ドジャース「破産からの復活」、成功の秘訣は「財力」ではない...「全ては背番号22から始まっている」
EVIL EMPIRE 2.0

チームの中心にいるのはロバーツ監督(昨年のワールドシリーズ優勝) USA TODAY SPORTSーREUTERS
<圧倒的な資金力で有力選手をかき集めるロサンゼルス・ドジャース。以前のヤンキースになぞらえて「新・悪の帝国」とも呼ばれるが、内実は大きく異なる>
大谷翔平の歴史的な移籍、ワールドシリーズ優勝、そしてフリーエージェント(FA)市場での爆発的な人気......。ここ1年半で一躍、時の球団になったドジャースが、かつてのヤンキースになぞらえて、ちまたで「新・悪の帝国」と呼ばれていると聞き、思わず笑みがこぼれた。今年のスプリングトレーニングの取材で受ける彼らの印象と、あまりにも懸け離れているからだ。

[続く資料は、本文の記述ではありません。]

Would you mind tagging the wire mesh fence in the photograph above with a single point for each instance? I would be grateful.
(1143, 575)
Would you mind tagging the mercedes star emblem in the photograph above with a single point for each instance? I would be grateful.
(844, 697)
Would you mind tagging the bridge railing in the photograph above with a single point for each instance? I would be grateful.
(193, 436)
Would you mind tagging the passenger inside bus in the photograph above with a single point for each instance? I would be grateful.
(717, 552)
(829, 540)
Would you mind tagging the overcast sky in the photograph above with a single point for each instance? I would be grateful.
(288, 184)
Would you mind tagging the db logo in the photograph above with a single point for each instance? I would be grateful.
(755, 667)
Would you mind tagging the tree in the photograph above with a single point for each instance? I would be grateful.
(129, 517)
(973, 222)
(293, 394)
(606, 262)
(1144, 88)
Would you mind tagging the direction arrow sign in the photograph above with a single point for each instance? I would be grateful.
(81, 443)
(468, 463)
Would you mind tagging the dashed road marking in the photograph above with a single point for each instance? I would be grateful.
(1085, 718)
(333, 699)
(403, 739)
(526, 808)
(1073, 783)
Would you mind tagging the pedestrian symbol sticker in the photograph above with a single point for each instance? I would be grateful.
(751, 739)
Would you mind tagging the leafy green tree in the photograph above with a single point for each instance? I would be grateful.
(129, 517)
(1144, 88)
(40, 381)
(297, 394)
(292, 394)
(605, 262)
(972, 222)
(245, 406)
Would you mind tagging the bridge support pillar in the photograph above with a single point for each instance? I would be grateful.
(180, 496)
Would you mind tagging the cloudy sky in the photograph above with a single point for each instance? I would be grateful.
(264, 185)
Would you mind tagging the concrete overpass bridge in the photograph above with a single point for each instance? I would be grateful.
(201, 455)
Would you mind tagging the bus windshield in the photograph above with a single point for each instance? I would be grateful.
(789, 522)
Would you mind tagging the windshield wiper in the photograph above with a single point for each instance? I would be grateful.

この球団が前オーナーの泥沼化した離婚劇に巻き込まれ、巨額の負債で2011年に破産法適用を申請し売却されたことなどすっかり忘れられているのは世の常だろう。
ドジャースは一度どん底を見ている。そこから13年間、現オーナーの投資会社グッゲンハイム・ベースボール・マネジメントの下で、誇りを取り戻そうとひたむきにやってきたことが実を結んだのだ。
「悪の帝国」と呼ぶなら呼べ。昨年の優勝で何かつきものが落ちたように笑顔が絶えず、楽しそうに練習する。日頃の取材対応にも明るさが表れ、感じる空気はむしろ楽園──と思っていたら、再契約したテオスカー・ヘルナンデスが同意してくれた。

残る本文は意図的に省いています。